Sleep, Gut Health and Overall Health

Updated: Jun 27, 2019

Many people do not prioritise sleep and think it is ok to survive on less then 5 hours of sleep every night! Your body goes into cell repair when you sleep and if you are struggling to get enough sleep or have poor quality sleep; you will never feel fully energised. Good sleep equals a good environment for your body which equals good bacteria. 



The recommended duration of sleep is 8 hours. If you find you only get six hours (because you are wakeful) or consistently need nine hours or more, you may want to check in with a Health Professional. If you’re not allowing yourself enough sleep time, it’s important you work to change this. 


Rhythm of sleep is important too. It has been shown that maintaining the same sleep rhythm (circadian rhythm) is as important as duration. By “rhythm” this refers to roughly the same bedtime and rising time every night and day. Maintaining this sleep rhythm might be more important than the amount of sleep itself. 


What if I don’t sleep well?

 

  • Inflammatory, digestive, blood sugar and hormonal issues can interfere with your sleep. These issues can cause you to be unable to fall to sleep or cause you to wake up and struggle to get back to sleep. 

  • Stress is another factor that interferes with our sleep. Elevated levels of adrenaline and cortisol (stress hormones) actually block the release of melatonin (our sleep hormone). It is imperative you take steps to mitigate your stress and restore your sleep. 

  • There is so much research and systemic reviews out there that show there is an incontrovertible trend in data showing poor sleep with: Increased risk of heart disease Weight gain, obesity and metabolic syndrome Poorer cognitive performance Increase risk of autoimmune conditions Poorer Immune Function.


Sleep and your Gut 


It has been shown in studies that digestive tract inflammation causes poor sleep quality. Melatonin is a hormone released by your body when you sleep. Usually, the better you sleep, the more melatonin you release. This hormone might be the major connection between sleep and your gut. In a study, it showed that supplementing with melatonin helped symptoms of IBS. It has been shown that poor sleep leads to lower melatonin, which then directly correlates to gut damage.  A study was conducted on mice which showed the effects of poor sleep and the effect on gut microbiota. When mice who had their sleep rhythms disrupted (via jet lag) were fed an unhealthy diet, they gained weight. There was no weight gain in the other mice fed the same unhealthy diet who maintained a normal sleep cycle. This was correlated to change in gut microbiota due to sleep disruption. 

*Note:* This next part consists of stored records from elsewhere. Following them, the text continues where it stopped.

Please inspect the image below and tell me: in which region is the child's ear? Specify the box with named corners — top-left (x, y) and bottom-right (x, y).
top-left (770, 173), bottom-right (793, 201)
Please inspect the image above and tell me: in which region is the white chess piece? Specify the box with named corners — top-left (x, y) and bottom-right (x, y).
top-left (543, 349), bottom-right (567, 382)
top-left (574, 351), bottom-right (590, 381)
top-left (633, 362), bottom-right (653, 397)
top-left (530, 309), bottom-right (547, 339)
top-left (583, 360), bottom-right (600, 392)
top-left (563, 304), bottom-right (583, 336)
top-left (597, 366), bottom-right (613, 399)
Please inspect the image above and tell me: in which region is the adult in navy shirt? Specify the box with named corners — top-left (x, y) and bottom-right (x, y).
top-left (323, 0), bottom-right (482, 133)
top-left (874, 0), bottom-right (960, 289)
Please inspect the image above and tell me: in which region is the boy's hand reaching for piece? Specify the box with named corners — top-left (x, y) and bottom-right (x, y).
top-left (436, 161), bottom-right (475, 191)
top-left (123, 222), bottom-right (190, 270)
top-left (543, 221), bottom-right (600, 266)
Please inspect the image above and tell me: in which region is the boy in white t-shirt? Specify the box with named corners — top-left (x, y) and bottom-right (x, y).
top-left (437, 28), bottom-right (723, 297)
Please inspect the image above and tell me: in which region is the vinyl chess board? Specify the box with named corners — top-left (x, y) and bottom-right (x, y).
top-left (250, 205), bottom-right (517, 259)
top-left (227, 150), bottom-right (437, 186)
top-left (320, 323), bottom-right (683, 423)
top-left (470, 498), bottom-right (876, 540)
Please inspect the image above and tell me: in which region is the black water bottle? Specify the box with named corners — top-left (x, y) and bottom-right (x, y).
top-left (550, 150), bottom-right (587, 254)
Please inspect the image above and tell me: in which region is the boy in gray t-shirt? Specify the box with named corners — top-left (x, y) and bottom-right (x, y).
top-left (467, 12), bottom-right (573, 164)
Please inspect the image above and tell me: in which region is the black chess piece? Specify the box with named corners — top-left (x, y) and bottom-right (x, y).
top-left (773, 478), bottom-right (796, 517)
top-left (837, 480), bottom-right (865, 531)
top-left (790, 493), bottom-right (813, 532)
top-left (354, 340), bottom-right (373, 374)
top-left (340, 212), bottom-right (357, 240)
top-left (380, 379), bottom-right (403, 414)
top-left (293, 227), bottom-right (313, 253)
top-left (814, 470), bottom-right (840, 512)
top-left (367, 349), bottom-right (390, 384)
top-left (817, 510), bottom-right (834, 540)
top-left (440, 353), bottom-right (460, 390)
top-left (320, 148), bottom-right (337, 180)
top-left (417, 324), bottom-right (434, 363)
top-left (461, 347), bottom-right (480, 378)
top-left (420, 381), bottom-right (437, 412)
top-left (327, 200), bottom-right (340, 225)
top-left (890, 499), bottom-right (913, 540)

Tips on how to Improve your Sleep 

  • Reduce the blue light at night: use blue-light filters (which can be downloaded for computers, tablets, and phones) or use blue-light-filtering glasses. 

  • Ensure you are having balanced meals throughout the day to balance out blood sugar levels (good quality protein, complex carbohydrates and healthy fat).

  • Keep your sleeping environment cool.

  • Keep your bedroom quiet or use ear plugs.

  • Avoid stressful pre-bed activities (avoid anything that will stress you out before bed). 

  • Strive to be in bed at a reasonable time so you get 8 hours sleep every night. 

  • If you can’t sleep, nap. Napping helps protect against negative effects of sleep deprivation. 

  • Try meditation for at least 10-15 mins. There are some great apps like calm, guided mind and headspace that you can download. 

  • Try music therapy, read a book or do something that relaxes you before bed. 


If you are serious about being healthy, sleep must be a priority. You cannot achieve optimal health if you are not sleeping well. You must make this a priority if you want to feel and perform at your best!